NEW YORK (TheStreet) -- Chinese e-commerce company JD.Com (JD) - Get Report announced on Monday that it is opening its first U.S. office.

The office will be located in Santa Clara, Calif., and will be dedicated to research and development. It will also be geared to help ease interactions between the company and American retailers who sell their products on the Chinese marketplace.

Dennis Weng, chief technical advisor for JD Mall, will oversee the new office as it tackles areas such as cloud computing, mobile applications and big-data infrastructure. Having a presence in Silicon Valley will also give JD the ability to hire new technical talent to assist them in R&D efforts. "This new office will make it easier to attract top talent by creating greater working flexibility, and to engage with our partners in the neighborhood," said Senior VP of JD.com and Head of R&D for JD Mall Chen Zhang.

JD.Com launched a U.S.-specific mall on its marketplace in July so that Chinese consumers could easily shop from American brands. Opening up shop in the U.S. will make it easier for the company to continue building relationships with these brands.

"Given the scope and strength of American brands, products and capabilities, the U.S. was the obvious choice as we sought a location for our first office outside of Asia," JD founder and CEO Richard Liu said in a statement. "We are excited to increase our US presence by establishing an operation in the heart of Silicon Valley."

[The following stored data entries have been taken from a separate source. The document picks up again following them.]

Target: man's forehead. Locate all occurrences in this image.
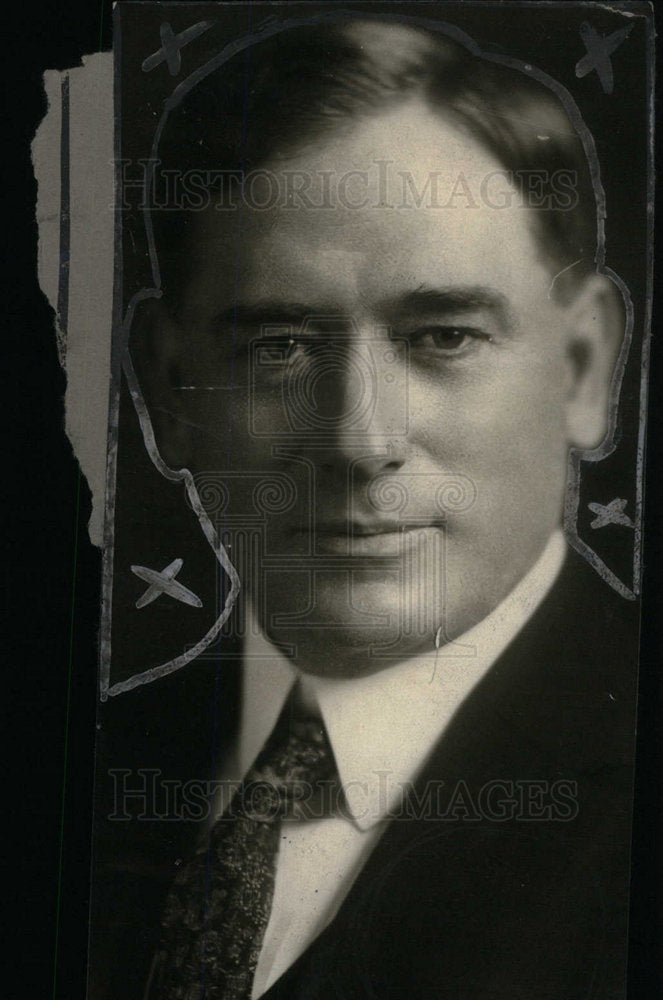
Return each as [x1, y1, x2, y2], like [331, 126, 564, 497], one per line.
[186, 207, 549, 323]
[181, 101, 557, 314]
[282, 100, 499, 182]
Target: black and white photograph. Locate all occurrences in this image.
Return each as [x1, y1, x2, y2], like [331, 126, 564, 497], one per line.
[6, 3, 661, 999]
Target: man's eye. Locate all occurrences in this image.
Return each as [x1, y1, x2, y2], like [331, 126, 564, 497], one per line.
[257, 337, 302, 364]
[410, 326, 489, 352]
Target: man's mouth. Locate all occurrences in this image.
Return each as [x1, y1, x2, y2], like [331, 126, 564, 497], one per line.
[308, 521, 445, 557]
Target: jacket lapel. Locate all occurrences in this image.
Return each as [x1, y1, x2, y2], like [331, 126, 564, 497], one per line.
[262, 551, 638, 999]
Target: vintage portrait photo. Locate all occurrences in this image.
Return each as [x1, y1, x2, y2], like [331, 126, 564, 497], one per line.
[13, 2, 658, 998]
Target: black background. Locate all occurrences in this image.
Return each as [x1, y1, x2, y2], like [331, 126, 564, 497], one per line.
[3, 1, 661, 997]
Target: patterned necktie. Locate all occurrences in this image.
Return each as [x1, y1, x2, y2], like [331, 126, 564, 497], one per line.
[148, 713, 338, 1000]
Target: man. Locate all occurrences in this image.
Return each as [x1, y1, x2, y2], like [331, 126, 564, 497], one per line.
[89, 16, 639, 999]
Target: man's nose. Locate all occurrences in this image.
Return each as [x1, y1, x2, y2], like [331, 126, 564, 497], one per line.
[299, 336, 409, 477]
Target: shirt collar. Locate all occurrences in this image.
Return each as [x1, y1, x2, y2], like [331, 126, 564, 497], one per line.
[240, 531, 566, 831]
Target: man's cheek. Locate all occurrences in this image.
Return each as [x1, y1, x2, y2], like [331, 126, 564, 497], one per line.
[458, 423, 561, 513]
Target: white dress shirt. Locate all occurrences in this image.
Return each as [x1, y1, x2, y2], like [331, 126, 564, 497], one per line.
[212, 531, 566, 998]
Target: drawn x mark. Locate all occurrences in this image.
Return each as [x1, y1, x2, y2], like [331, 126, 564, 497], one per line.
[575, 21, 633, 95]
[588, 498, 634, 530]
[142, 21, 214, 77]
[131, 558, 203, 609]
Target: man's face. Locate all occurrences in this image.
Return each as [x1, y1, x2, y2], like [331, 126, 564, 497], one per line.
[157, 101, 605, 674]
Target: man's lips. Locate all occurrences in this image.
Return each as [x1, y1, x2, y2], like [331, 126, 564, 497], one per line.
[299, 522, 445, 557]
[316, 520, 411, 536]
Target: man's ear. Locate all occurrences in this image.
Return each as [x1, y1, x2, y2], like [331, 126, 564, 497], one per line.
[563, 272, 625, 451]
[130, 296, 193, 470]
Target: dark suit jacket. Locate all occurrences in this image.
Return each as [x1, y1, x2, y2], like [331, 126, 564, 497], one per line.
[88, 550, 639, 999]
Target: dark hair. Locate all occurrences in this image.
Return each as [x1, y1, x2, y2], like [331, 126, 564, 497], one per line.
[150, 18, 597, 305]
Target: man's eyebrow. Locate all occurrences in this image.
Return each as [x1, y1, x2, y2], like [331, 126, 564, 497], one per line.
[209, 302, 342, 330]
[388, 285, 517, 330]
[209, 287, 517, 332]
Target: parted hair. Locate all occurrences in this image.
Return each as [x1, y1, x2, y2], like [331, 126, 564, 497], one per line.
[151, 17, 598, 306]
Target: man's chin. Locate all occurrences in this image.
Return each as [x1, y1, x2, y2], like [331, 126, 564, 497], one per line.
[262, 578, 445, 677]
[270, 630, 437, 678]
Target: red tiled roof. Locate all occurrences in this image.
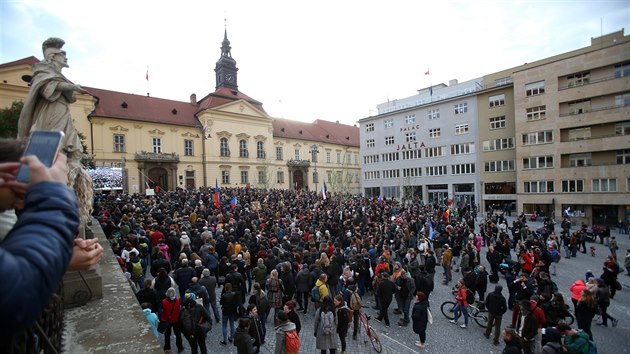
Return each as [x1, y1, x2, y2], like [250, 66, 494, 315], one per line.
[85, 87, 201, 127]
[0, 56, 39, 69]
[272, 118, 359, 147]
[197, 87, 266, 113]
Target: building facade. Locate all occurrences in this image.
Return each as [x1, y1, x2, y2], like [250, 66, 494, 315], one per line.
[360, 78, 482, 205]
[362, 30, 630, 224]
[512, 30, 630, 225]
[0, 31, 360, 195]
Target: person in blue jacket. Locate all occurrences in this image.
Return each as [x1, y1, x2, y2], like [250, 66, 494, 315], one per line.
[0, 153, 79, 341]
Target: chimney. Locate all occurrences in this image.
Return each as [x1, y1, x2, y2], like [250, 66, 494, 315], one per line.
[190, 93, 197, 105]
[449, 79, 458, 86]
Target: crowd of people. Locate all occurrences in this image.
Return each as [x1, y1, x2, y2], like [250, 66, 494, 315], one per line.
[91, 186, 625, 354]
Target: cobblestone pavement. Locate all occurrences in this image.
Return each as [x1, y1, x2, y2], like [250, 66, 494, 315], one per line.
[158, 216, 630, 353]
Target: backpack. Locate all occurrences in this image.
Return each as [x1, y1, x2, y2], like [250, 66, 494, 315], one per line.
[311, 285, 321, 302]
[131, 260, 143, 279]
[350, 291, 362, 311]
[551, 249, 561, 262]
[576, 330, 597, 354]
[345, 307, 353, 323]
[179, 307, 195, 335]
[268, 279, 280, 293]
[138, 242, 149, 258]
[320, 311, 334, 335]
[466, 289, 475, 305]
[285, 328, 301, 353]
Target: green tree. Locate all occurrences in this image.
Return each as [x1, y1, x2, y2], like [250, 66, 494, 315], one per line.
[0, 101, 22, 138]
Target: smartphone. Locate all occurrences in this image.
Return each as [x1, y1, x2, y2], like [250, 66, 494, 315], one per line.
[15, 130, 65, 183]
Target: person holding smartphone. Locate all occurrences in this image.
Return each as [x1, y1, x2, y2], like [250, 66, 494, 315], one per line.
[0, 153, 79, 342]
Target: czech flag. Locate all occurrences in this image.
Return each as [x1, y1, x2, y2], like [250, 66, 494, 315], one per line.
[145, 181, 151, 189]
[321, 182, 328, 200]
[230, 196, 238, 209]
[214, 178, 220, 208]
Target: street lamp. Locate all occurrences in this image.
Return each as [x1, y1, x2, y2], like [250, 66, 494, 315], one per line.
[196, 125, 210, 188]
[309, 144, 320, 192]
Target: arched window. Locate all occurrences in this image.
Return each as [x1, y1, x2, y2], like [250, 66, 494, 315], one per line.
[257, 141, 265, 158]
[239, 139, 248, 158]
[220, 138, 230, 156]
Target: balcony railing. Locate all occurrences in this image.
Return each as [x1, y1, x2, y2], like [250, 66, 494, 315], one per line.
[134, 151, 179, 162]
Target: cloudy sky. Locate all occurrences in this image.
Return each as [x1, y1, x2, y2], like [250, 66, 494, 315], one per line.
[1, 0, 628, 126]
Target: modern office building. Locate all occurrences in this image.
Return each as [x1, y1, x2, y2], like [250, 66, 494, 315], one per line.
[360, 78, 482, 205]
[0, 31, 361, 194]
[361, 30, 630, 225]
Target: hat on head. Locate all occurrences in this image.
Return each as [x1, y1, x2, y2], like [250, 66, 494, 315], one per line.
[543, 327, 562, 342]
[494, 285, 503, 293]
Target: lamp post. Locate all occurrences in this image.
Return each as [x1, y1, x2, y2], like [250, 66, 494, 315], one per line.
[197, 125, 210, 188]
[309, 144, 320, 192]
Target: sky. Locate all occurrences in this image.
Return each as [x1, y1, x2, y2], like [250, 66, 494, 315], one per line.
[1, 0, 629, 126]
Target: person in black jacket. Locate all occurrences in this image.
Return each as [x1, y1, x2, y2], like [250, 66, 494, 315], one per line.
[334, 295, 350, 354]
[136, 279, 160, 313]
[411, 291, 429, 349]
[180, 295, 212, 354]
[283, 300, 302, 334]
[502, 328, 523, 354]
[226, 264, 246, 304]
[174, 259, 196, 298]
[484, 285, 508, 345]
[246, 304, 264, 352]
[234, 317, 256, 354]
[475, 265, 489, 308]
[375, 272, 396, 327]
[220, 283, 239, 345]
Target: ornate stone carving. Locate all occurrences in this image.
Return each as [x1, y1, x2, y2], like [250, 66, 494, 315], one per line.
[286, 159, 311, 167]
[134, 151, 179, 162]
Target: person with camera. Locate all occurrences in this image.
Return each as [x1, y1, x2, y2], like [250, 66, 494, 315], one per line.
[0, 154, 77, 341]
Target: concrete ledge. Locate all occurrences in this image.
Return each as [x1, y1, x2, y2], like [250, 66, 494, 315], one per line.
[63, 219, 162, 353]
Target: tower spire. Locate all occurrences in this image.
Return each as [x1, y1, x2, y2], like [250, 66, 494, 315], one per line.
[214, 25, 238, 90]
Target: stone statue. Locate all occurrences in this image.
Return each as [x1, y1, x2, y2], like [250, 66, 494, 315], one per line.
[17, 37, 93, 228]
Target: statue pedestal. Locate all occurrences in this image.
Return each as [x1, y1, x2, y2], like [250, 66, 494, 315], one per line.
[63, 268, 103, 307]
[62, 221, 105, 308]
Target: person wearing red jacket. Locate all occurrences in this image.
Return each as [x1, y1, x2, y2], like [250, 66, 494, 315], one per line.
[161, 287, 183, 353]
[449, 279, 470, 328]
[569, 279, 587, 312]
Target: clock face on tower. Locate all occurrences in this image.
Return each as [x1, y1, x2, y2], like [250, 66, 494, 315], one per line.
[225, 73, 234, 83]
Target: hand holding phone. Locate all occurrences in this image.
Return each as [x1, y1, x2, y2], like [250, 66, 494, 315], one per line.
[16, 131, 65, 183]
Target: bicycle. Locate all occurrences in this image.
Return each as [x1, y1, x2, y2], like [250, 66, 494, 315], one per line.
[358, 311, 382, 353]
[440, 300, 489, 328]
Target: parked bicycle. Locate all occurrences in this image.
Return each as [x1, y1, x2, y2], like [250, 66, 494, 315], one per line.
[440, 299, 489, 328]
[358, 311, 382, 353]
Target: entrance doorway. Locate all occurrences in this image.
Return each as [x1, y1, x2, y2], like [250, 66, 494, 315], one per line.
[148, 167, 168, 190]
[293, 170, 304, 190]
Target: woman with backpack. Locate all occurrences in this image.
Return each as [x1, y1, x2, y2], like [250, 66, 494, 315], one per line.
[314, 296, 339, 354]
[274, 311, 299, 354]
[179, 294, 212, 354]
[266, 269, 285, 324]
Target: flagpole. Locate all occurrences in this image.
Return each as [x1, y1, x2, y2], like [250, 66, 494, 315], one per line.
[146, 65, 150, 97]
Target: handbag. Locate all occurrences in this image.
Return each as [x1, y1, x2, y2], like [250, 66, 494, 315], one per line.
[197, 316, 211, 334]
[427, 308, 433, 325]
[614, 279, 622, 291]
[157, 321, 169, 334]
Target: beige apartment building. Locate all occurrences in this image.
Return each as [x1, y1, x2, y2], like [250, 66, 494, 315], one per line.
[0, 32, 360, 195]
[512, 30, 630, 225]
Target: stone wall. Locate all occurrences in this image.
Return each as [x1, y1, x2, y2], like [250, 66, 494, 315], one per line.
[63, 220, 162, 353]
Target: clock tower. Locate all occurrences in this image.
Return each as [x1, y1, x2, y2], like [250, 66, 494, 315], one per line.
[214, 29, 238, 90]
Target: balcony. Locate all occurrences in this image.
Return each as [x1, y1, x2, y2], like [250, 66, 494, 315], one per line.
[286, 159, 311, 167]
[134, 151, 179, 162]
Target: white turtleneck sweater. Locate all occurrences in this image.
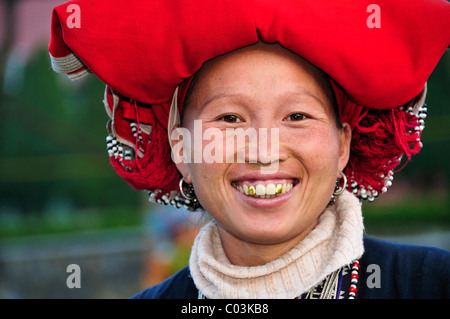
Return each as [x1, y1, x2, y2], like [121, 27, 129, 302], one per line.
[189, 191, 364, 299]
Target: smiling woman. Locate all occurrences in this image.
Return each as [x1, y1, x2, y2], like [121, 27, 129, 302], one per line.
[171, 43, 353, 268]
[48, 0, 450, 299]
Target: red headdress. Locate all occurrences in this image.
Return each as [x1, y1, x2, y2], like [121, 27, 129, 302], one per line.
[48, 0, 450, 209]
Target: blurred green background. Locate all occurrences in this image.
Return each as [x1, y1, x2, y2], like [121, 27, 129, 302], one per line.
[0, 0, 449, 298]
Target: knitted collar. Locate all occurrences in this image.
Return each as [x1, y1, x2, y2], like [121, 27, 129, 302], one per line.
[189, 191, 364, 299]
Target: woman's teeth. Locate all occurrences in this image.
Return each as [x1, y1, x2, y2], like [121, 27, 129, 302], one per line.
[231, 182, 294, 198]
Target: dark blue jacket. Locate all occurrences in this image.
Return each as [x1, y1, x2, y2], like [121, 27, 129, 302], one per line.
[132, 237, 450, 299]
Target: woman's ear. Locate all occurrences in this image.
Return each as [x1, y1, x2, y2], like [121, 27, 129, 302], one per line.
[169, 124, 193, 183]
[338, 122, 352, 172]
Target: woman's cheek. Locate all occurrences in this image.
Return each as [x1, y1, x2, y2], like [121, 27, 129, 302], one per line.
[282, 126, 340, 171]
[189, 161, 228, 210]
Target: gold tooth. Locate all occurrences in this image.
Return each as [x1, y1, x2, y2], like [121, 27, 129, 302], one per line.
[276, 184, 283, 194]
[248, 185, 256, 196]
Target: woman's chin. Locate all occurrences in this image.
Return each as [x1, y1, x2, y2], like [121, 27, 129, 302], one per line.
[222, 205, 308, 247]
[219, 219, 314, 263]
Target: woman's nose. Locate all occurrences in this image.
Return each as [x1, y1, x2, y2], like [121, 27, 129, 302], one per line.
[237, 126, 289, 166]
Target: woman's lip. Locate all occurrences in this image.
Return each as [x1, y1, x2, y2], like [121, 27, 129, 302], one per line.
[230, 181, 299, 209]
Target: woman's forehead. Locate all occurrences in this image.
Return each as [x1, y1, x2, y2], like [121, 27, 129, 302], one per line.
[198, 42, 323, 83]
[188, 42, 333, 108]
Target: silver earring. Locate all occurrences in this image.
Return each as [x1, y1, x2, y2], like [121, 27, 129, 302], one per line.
[330, 171, 347, 204]
[179, 176, 197, 201]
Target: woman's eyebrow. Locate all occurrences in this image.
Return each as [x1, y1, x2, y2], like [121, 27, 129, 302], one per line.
[200, 89, 324, 111]
[201, 92, 247, 109]
[282, 90, 325, 107]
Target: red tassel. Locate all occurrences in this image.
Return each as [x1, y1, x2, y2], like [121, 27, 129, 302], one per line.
[329, 79, 423, 196]
[109, 118, 181, 199]
[345, 107, 422, 194]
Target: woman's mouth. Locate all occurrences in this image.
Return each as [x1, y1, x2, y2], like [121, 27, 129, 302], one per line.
[231, 179, 299, 198]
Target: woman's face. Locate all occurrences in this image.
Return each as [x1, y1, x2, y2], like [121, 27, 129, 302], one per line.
[173, 42, 351, 259]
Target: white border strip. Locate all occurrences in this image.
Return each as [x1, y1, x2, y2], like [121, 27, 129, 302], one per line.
[49, 52, 88, 80]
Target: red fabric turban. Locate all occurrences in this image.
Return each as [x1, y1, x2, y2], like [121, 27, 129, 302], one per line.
[48, 0, 450, 207]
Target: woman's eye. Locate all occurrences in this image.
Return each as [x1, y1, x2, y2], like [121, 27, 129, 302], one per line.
[218, 114, 243, 123]
[285, 113, 307, 121]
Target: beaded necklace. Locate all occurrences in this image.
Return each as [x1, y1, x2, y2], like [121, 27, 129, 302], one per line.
[198, 259, 360, 299]
[348, 259, 361, 299]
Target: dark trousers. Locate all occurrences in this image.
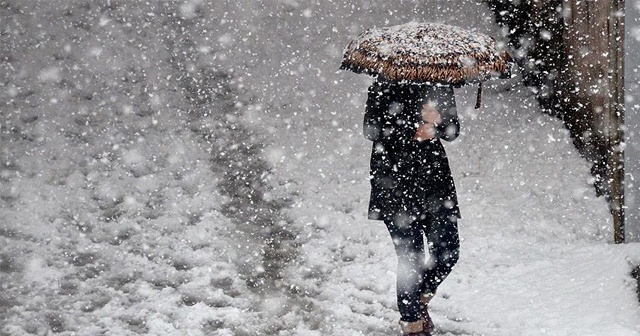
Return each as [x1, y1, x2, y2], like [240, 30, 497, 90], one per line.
[384, 213, 460, 322]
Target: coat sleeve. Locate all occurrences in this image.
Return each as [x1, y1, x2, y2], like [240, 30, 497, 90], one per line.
[363, 83, 387, 141]
[434, 86, 460, 142]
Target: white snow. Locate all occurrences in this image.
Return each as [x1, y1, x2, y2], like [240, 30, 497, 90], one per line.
[350, 22, 496, 64]
[1, 0, 639, 336]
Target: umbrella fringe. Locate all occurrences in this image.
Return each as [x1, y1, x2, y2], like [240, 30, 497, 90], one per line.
[341, 47, 512, 85]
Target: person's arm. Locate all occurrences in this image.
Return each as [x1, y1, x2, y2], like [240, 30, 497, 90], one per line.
[434, 86, 460, 142]
[413, 86, 460, 142]
[363, 82, 387, 141]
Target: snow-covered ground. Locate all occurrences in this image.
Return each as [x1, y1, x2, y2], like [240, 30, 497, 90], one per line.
[1, 0, 639, 335]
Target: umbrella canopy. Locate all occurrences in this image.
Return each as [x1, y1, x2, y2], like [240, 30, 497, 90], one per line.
[340, 22, 513, 86]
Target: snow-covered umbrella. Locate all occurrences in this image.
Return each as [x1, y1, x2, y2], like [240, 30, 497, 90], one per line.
[340, 22, 514, 107]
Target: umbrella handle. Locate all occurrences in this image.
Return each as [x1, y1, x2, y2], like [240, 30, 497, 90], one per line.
[475, 82, 482, 109]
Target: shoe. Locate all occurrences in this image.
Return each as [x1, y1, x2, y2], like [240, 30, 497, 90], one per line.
[399, 319, 428, 336]
[419, 293, 435, 334]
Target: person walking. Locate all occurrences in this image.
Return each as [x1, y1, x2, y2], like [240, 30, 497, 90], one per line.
[363, 79, 461, 336]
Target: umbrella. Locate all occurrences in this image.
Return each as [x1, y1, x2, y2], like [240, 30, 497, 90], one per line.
[340, 22, 514, 107]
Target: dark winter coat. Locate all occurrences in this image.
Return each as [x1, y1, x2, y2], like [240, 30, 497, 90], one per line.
[364, 80, 461, 223]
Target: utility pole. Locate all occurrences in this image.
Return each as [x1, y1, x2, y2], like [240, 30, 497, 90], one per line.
[609, 0, 625, 243]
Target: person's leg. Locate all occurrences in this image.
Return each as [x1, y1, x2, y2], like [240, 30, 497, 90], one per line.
[384, 218, 426, 323]
[421, 212, 460, 296]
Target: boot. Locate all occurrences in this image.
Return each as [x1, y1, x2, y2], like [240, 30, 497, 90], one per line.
[419, 293, 435, 334]
[399, 319, 428, 336]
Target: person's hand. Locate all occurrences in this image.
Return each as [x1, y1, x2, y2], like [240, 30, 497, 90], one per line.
[421, 103, 442, 124]
[413, 102, 442, 141]
[413, 122, 436, 141]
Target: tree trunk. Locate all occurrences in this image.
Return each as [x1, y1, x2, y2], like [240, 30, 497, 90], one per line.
[561, 0, 625, 243]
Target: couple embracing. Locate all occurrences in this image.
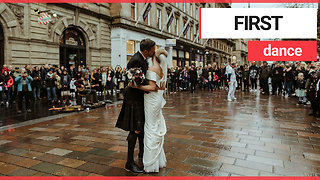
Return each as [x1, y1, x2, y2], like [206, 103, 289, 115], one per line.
[116, 39, 168, 173]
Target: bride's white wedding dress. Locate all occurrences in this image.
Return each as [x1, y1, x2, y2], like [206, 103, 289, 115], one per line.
[143, 70, 167, 173]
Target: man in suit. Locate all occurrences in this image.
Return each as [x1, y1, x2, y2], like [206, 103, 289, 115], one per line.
[116, 39, 156, 173]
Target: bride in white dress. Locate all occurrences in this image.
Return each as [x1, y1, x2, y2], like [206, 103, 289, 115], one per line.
[143, 49, 168, 173]
[129, 49, 168, 173]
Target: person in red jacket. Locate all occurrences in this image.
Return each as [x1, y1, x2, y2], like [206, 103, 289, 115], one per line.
[1, 65, 8, 74]
[3, 70, 13, 107]
[213, 71, 219, 90]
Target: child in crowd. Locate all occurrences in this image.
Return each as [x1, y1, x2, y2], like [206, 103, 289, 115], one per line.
[296, 73, 307, 105]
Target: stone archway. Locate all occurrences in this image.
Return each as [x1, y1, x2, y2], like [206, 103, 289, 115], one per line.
[50, 17, 97, 47]
[0, 4, 22, 38]
[59, 27, 86, 69]
[49, 16, 98, 67]
[0, 4, 24, 68]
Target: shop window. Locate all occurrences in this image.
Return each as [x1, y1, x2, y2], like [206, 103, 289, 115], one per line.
[172, 49, 177, 57]
[127, 40, 135, 64]
[179, 50, 185, 58]
[172, 60, 177, 67]
[186, 52, 190, 59]
[185, 61, 189, 67]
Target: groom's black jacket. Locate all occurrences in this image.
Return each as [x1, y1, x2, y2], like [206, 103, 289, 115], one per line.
[127, 52, 148, 76]
[116, 52, 148, 131]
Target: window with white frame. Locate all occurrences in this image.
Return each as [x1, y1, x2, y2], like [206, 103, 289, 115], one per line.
[196, 8, 199, 20]
[175, 18, 179, 36]
[190, 4, 193, 16]
[157, 8, 162, 29]
[190, 26, 193, 41]
[131, 3, 136, 20]
[144, 3, 150, 26]
[167, 13, 171, 33]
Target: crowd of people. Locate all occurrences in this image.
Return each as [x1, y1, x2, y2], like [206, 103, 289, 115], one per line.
[0, 64, 127, 113]
[166, 61, 320, 117]
[1, 61, 320, 116]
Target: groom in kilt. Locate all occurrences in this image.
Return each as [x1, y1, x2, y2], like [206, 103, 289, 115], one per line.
[116, 39, 156, 173]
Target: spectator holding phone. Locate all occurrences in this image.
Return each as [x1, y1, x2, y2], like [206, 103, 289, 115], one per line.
[15, 69, 33, 113]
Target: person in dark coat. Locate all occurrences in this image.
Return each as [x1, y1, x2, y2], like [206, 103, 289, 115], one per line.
[116, 39, 156, 173]
[243, 64, 250, 91]
[106, 66, 115, 95]
[31, 66, 42, 100]
[249, 62, 259, 91]
[271, 63, 284, 95]
[260, 62, 270, 94]
[61, 70, 71, 104]
[189, 64, 197, 93]
[306, 68, 319, 116]
[284, 64, 294, 97]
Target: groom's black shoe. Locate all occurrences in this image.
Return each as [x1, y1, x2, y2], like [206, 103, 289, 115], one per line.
[125, 162, 144, 173]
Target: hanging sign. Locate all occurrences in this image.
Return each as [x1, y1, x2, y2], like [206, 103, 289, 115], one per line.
[38, 12, 52, 25]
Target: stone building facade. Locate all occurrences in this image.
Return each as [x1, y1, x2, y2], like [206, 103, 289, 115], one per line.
[0, 3, 111, 69]
[110, 3, 234, 69]
[0, 3, 235, 69]
[232, 39, 248, 65]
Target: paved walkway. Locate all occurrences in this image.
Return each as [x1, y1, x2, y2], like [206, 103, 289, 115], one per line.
[0, 90, 320, 176]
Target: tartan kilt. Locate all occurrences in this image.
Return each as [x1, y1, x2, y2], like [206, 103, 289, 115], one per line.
[116, 87, 145, 131]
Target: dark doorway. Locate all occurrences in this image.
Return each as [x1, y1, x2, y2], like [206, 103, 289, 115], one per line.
[0, 23, 4, 69]
[60, 27, 86, 69]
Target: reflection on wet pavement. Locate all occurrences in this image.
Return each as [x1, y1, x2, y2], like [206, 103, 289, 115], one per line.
[0, 90, 320, 176]
[0, 95, 118, 127]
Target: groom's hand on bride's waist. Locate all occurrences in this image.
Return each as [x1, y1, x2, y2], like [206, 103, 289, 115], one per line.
[159, 82, 166, 90]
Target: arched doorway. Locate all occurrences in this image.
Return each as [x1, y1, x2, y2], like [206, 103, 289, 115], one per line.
[59, 27, 86, 69]
[0, 23, 4, 69]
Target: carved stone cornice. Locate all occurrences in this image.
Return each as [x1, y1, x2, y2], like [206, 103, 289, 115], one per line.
[7, 4, 24, 33]
[156, 3, 164, 7]
[174, 11, 180, 17]
[183, 15, 188, 22]
[165, 6, 172, 13]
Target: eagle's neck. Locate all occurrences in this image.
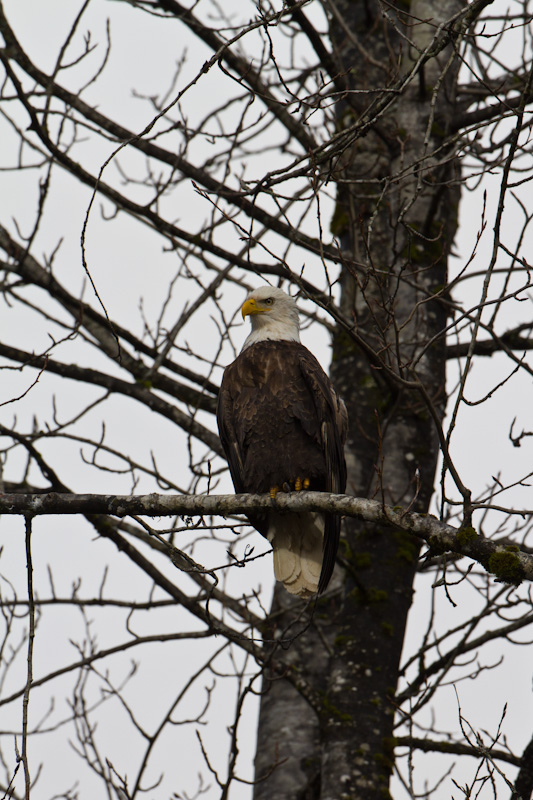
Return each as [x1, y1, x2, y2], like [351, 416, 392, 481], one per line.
[241, 316, 300, 351]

When asked if JD might one day consider marketing to American consumers, Zhang said, "We are constantly evaluating what makes the most business sense for us, but currently the focus of our e-commerce business is China, where we still have enormous opportunities for growth."

JD joins its biggest rival Alibaba (BABA) - Get Report   who has had an office in San Mateo for years. Alibaba also opened up a data center in Silicon Valley for its cloud business in March. 

The fact that both companies feel the need to have a presence in the U.S. at all is significant.

"It isn't surprising to see Chinese tech companies establishing presence in the US market," said Greg Portell, a partner in A.T. Kearney's Consumer Products & Retail and Media Practices. "The biggest reason is that they benefit from being closer to the ecosystem of investors and industry talent. Plus, the U.S. is still the most meaningful market in terms of scale and influence for most tech segments."